What is the square root of $\dfrac{1}{2}$ ?

Answer 1

Hint: To find the square root of $\dfrac{1}{2}$ , initially we will write the number in square root form and if the number is not a perfect square we will use a rationalization method i.e., multiply and divide the number using denominator and then solve to get the final answer.

Complete step by step answer:
The square root of $\sqrt {\dfrac{1}{2}}=? $
Further solving this square root part,
$\sqrt {\dfrac{1}{2}} = \dfrac{{\sqrt 1 }}{{\sqrt 2 }}$
Here, $\sqrt 1 = 1$ as $1$ is a perfect square of $1$.
So, the number becomes $\dfrac{1}{{\sqrt 2 }}$.
The number $2$ is not a perfect of any number, so we will rationalize it by multiplying and dividing the denominator number by the denominator itself, we get,
$\dfrac{1}{{\sqrt 2 }} \times \dfrac{{\sqrt 2 }}{{\sqrt 2 }}$
Solving this we get,
$\dfrac{{1 \times \sqrt 2 }}{{\sqrt 2 \times \sqrt 2 }}$

If we multiply any number with $1$ , we get the number itself.
Therefore, $1 \times \sqrt 2 $ is $\sqrt 2 $ and $\sqrt 2 \times \sqrt 2 = 2$ .
$\dfrac{{\sqrt 2 }}{2}$
But we can write $2$ as $\sqrt 2 \times \sqrt 2 $
$\dfrac{{\sqrt 2 }}{{\sqrt 2 \times \sqrt 2 }}$
One $\sqrt 2 $ from numerator and one $\sqrt 2 $ from denominator gets cancelled so we are left with,
$\dfrac{1}{{\sqrt 2 }}$
The value of $\sqrt 2 $ is $1.414$ .
$\therefore \dfrac{1}{{\sqrt 2 }} = \dfrac{1}{{1.414}} = 0.7071$

Therefore, the square root of $1/2$ is \[0.707\] .

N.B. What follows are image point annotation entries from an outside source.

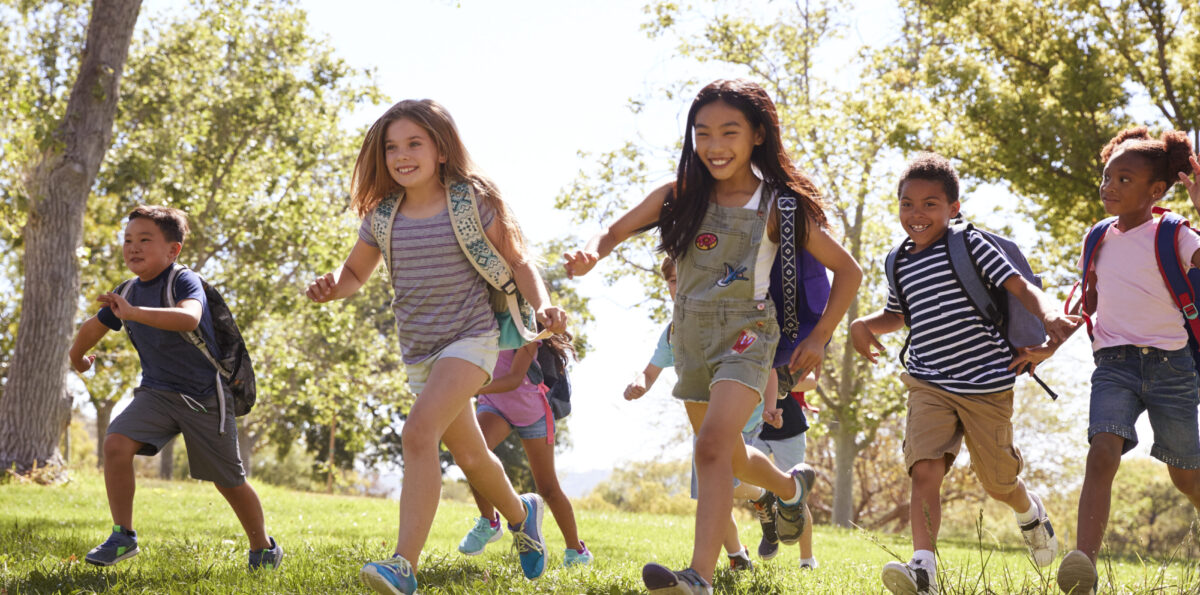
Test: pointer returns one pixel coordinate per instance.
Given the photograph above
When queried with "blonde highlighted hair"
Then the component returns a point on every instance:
(371, 181)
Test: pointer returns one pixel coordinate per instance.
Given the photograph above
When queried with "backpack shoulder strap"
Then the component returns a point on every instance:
(787, 256)
(382, 220)
(481, 254)
(967, 272)
(1174, 271)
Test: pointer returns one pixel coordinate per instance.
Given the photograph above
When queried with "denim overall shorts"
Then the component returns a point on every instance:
(720, 331)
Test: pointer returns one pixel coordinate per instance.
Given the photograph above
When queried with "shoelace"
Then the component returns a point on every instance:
(523, 544)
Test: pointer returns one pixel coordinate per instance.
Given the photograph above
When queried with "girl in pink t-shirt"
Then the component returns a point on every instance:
(513, 402)
(1140, 346)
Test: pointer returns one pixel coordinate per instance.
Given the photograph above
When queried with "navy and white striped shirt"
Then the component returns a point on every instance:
(952, 347)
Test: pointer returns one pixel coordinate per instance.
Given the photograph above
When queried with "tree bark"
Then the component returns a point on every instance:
(35, 404)
(103, 416)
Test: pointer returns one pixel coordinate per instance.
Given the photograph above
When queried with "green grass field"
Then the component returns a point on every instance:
(191, 542)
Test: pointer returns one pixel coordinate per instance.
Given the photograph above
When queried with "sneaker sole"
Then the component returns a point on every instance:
(899, 583)
(1077, 576)
(119, 558)
(377, 583)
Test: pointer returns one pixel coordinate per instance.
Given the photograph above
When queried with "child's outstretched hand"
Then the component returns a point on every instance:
(636, 388)
(120, 307)
(553, 319)
(865, 342)
(773, 416)
(1062, 326)
(1029, 358)
(579, 263)
(1192, 184)
(83, 364)
(322, 288)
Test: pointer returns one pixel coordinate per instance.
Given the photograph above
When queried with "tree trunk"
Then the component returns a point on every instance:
(103, 416)
(167, 461)
(35, 402)
(845, 449)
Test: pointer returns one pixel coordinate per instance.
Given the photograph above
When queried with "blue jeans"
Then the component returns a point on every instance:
(1131, 379)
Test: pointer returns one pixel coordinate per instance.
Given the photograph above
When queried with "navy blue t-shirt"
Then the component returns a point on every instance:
(168, 360)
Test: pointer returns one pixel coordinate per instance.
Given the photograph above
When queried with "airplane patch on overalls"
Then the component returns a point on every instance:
(732, 275)
(744, 341)
(706, 241)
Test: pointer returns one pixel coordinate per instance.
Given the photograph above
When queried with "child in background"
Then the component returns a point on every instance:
(960, 371)
(180, 391)
(444, 320)
(1139, 342)
(513, 402)
(720, 222)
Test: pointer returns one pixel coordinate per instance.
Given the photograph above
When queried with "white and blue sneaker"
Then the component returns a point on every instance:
(393, 576)
(527, 539)
(480, 535)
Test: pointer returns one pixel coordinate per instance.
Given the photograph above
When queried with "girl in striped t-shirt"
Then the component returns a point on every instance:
(448, 332)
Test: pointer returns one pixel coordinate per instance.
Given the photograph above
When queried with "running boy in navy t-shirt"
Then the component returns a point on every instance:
(179, 391)
(960, 371)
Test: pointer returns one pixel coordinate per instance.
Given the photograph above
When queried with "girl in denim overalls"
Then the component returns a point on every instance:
(720, 223)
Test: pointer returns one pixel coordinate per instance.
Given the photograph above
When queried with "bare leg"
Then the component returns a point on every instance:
(244, 502)
(719, 439)
(541, 462)
(925, 505)
(451, 384)
(1096, 497)
(119, 480)
(495, 431)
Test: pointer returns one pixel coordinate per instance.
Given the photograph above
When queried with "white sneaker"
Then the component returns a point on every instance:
(1039, 535)
(909, 578)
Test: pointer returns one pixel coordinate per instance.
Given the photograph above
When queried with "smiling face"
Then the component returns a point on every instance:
(725, 139)
(925, 211)
(147, 251)
(412, 156)
(1128, 190)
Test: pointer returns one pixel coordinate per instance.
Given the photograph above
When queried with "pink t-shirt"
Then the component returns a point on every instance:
(521, 406)
(1133, 304)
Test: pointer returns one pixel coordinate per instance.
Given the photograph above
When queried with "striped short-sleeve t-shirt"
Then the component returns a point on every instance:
(439, 298)
(952, 347)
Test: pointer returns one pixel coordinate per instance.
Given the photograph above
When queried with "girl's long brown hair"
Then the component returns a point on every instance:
(684, 208)
(371, 181)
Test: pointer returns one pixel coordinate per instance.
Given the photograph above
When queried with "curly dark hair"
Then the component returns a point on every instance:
(935, 168)
(1168, 155)
(685, 205)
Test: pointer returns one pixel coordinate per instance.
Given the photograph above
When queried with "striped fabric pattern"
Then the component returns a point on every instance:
(439, 298)
(952, 346)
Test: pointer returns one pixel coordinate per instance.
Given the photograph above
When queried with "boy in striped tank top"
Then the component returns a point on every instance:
(960, 371)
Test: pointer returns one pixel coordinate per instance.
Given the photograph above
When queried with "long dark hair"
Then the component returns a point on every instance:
(687, 203)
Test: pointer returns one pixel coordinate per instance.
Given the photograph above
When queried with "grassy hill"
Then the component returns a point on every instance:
(191, 542)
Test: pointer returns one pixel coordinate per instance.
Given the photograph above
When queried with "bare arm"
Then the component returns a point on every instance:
(90, 334)
(509, 382)
(580, 262)
(348, 278)
(184, 317)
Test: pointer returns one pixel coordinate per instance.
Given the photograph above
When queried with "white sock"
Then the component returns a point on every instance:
(1030, 515)
(925, 559)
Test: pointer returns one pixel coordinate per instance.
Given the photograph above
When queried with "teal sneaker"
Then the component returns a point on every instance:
(393, 576)
(581, 557)
(480, 535)
(121, 545)
(527, 539)
(269, 558)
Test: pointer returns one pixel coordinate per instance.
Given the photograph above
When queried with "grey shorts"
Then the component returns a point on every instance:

Note: Square root of any number can be found out by two methods . First is square root by prime factorization and second is square root by long division. For square root by prime factorization, the number under the square root is factorized and is followed by pairing them in two numbers. Finding square roots for the imperfect numbers is a bit difficult but we can calculate using a long division method.